Because of the diverse and welcome society we live in here on the Island, it is hard to imagine communities with prevalent discrimination against sexual orientation. Many of us are accustomed to liberal decisions and outlooks regarding legislation on sexual orientation, but this new Indiana Law is certainly not. Much pressure has been put onto Mike Pence, the governor of Indiana, to approve the act. Objectively speaking, the bill’s challenge of the Religious Freedom Restoration Act (RFRA) purports only to give individuals or corporations the ability to assert their religion. Supporters of the bill claim that their religious freedom has been tampered with and they use that as a legal defense. In other words, the RFRA simply sets different standards to cases in which religious objections are to be judged. The new law seems almost completely innocuous on the surface, but it has aroused furious debate and protest ever since its passing: quite frankly, it can be misused so easily.

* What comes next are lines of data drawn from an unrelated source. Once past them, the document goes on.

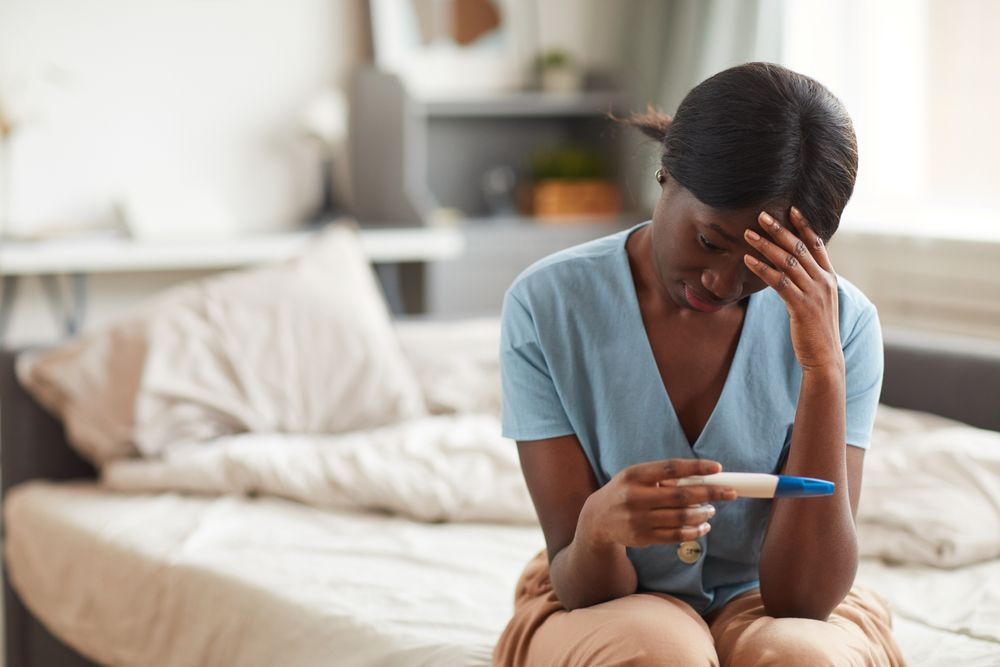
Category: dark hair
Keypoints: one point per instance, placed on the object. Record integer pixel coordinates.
(760, 133)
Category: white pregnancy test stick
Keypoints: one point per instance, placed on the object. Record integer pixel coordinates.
(761, 485)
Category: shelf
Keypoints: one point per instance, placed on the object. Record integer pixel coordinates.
(523, 104)
(122, 255)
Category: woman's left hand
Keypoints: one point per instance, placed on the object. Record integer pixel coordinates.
(801, 273)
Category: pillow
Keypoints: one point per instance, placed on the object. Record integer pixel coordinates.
(303, 347)
(930, 493)
(457, 363)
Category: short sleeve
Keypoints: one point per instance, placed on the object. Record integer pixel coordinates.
(531, 408)
(863, 358)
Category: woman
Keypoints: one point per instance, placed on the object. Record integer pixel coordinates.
(659, 353)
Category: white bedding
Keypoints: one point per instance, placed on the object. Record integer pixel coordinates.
(156, 579)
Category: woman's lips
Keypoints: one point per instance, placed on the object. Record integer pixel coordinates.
(697, 303)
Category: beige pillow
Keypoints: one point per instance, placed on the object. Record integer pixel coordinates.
(303, 347)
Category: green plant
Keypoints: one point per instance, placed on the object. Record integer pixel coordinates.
(568, 163)
(553, 58)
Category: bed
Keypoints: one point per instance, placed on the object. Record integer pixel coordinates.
(99, 577)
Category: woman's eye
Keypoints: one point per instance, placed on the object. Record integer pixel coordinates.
(708, 245)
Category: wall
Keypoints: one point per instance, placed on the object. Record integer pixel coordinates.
(188, 110)
(171, 105)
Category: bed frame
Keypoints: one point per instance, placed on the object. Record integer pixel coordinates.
(952, 377)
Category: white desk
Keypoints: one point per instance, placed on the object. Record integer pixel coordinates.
(76, 259)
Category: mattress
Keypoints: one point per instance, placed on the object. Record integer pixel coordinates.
(183, 580)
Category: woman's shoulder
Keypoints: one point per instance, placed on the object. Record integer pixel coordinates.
(594, 262)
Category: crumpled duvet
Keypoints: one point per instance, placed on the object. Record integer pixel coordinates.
(436, 468)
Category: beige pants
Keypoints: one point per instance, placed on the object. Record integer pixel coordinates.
(658, 629)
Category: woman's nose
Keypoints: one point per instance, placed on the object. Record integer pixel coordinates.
(724, 282)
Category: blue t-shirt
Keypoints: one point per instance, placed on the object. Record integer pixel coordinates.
(575, 359)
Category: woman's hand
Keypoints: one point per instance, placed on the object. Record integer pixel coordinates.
(802, 275)
(642, 505)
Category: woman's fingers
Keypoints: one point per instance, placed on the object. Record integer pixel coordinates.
(656, 471)
(673, 496)
(678, 535)
(811, 239)
(680, 517)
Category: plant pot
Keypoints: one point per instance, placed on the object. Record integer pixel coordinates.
(557, 200)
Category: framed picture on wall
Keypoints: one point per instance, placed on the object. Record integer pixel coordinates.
(455, 47)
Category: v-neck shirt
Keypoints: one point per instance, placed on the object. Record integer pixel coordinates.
(576, 359)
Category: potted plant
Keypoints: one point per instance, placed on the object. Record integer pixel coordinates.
(570, 183)
(558, 72)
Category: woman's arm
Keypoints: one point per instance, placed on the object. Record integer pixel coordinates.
(587, 527)
(810, 552)
(560, 480)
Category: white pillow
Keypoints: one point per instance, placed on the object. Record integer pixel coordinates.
(457, 363)
(303, 347)
(930, 493)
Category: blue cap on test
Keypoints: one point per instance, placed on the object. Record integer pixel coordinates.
(791, 487)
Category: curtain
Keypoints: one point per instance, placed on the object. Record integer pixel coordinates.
(666, 47)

Many people (liberal and otherwise) are sympathetic to the LGBTQ community in Indiana and argue that the new law infringes on individual rights. Interpreting the act as a green light for businesses to discriminate against the LGBTQ community, countless people have staged protests not only in Indiana, but also all around the United States. Connecticut’s very own Governor Dannel Malloy engaged in protest to the new law, approving an executive order to cut off all state-funded travel to Indiana. UConn men’s basketball coach, Kevin Ollie, joined Malloy in protest of this seemingly discriminatory act, boycotting the Final Four that was held at Lucas Oil Stadium in Indianapolis. Many more notable protesters have voiced their stance against the RFRA. Local business reviewer, Angie’s List, aborted its proposal to establish a new headquarters in Indiana; rock band, Wilco, cancelled its May 7th performance in Indianapolis; comedians Nick Offerman and Megan Mullally, cancelled their May 16th show. Offerman proceeded to call Governor Pence out on Twitter, pledging to donate to the Human Rights Campaign to further protest the new laws.

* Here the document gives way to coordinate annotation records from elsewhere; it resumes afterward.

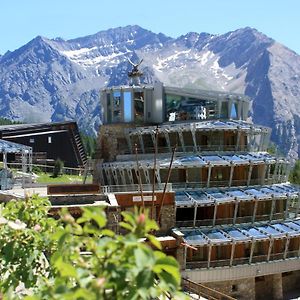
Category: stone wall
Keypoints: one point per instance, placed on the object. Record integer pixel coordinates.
(168, 218)
(243, 289)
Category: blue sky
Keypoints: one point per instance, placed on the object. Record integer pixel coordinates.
(22, 20)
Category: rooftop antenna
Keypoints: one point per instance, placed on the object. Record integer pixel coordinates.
(135, 73)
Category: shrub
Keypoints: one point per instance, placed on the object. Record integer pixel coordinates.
(41, 258)
(58, 168)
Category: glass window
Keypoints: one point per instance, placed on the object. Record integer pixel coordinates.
(117, 107)
(139, 106)
(224, 110)
(108, 108)
(233, 113)
(127, 107)
(184, 108)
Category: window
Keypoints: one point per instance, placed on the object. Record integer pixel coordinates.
(109, 112)
(127, 107)
(117, 107)
(138, 106)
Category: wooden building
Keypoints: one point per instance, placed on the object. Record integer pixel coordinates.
(49, 141)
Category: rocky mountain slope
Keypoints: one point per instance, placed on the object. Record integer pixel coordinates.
(53, 80)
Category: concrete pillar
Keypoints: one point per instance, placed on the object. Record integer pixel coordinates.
(245, 289)
(277, 286)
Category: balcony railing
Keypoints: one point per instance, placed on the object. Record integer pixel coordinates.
(240, 261)
(192, 148)
(135, 188)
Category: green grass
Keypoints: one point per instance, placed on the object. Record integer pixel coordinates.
(47, 178)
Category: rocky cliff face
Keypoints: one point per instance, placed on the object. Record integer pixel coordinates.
(53, 80)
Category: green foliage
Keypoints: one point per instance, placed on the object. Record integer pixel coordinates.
(24, 240)
(81, 259)
(295, 173)
(36, 169)
(89, 144)
(58, 168)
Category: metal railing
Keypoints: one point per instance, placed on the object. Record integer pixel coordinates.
(198, 148)
(135, 188)
(203, 291)
(240, 261)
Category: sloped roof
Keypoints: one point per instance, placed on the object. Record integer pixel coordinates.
(10, 147)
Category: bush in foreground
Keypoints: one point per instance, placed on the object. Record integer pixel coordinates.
(43, 258)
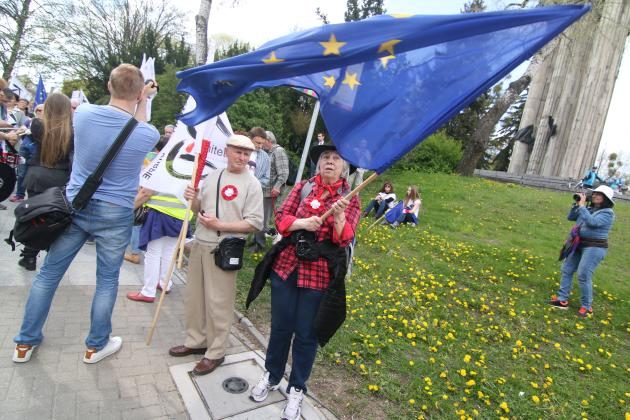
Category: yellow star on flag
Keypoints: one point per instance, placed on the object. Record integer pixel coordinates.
(388, 46)
(329, 81)
(385, 60)
(332, 46)
(272, 59)
(351, 80)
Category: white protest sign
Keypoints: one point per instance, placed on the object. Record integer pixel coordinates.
(171, 169)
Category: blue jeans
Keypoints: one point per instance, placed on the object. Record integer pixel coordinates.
(584, 261)
(110, 225)
(379, 207)
(293, 311)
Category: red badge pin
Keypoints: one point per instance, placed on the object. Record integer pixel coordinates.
(229, 192)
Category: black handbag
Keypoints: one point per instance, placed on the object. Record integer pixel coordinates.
(41, 219)
(228, 255)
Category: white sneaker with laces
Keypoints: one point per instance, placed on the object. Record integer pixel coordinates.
(93, 356)
(23, 352)
(261, 390)
(293, 409)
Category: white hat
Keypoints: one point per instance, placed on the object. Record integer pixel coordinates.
(607, 191)
(238, 140)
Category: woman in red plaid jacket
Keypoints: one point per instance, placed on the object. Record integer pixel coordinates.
(298, 285)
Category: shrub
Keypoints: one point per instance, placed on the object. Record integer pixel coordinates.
(438, 153)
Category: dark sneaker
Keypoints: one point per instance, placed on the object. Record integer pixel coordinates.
(557, 303)
(583, 312)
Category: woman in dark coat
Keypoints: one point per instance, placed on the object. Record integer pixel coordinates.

On the other side of the spectrum, some see nothing wrong with the act and fervently
defend it. They see the act as being beneficial to society. Richard Garnett, a Notre Dame professor who supports the RFRA, declares that the act was only put in place to defend the rights of people of less popular religions. Some see a bright side to this Act, as it makes lets people act freely based on their religion without being discriminated against.

In the midst of all this protest and disapproval of the law, Mike Pence has been forced to clarify the Act. Firmly stating at a press conference that he “[doesn’t] support discrimination against gays,” he affirmed that the law was passed so that people have the power to go to court when they feel their right to religious freedom has been infringed upon, not so that people could discriminate against the LGBTQ community. Pence is calling for “legislation that is added to the Religious Freedom Restoration Act in Indiana that makes it clear that this law does not give businesses the right to deny services to anyone.”

The debate over the constitutionality of the Religious Freedom Restoration Act rages on, both sides pronouncing the other side’s views as inaccurate, as misinterpretations of the law. However, further clarification may lead to revision later this spring that will prove the law more inclusive in practice.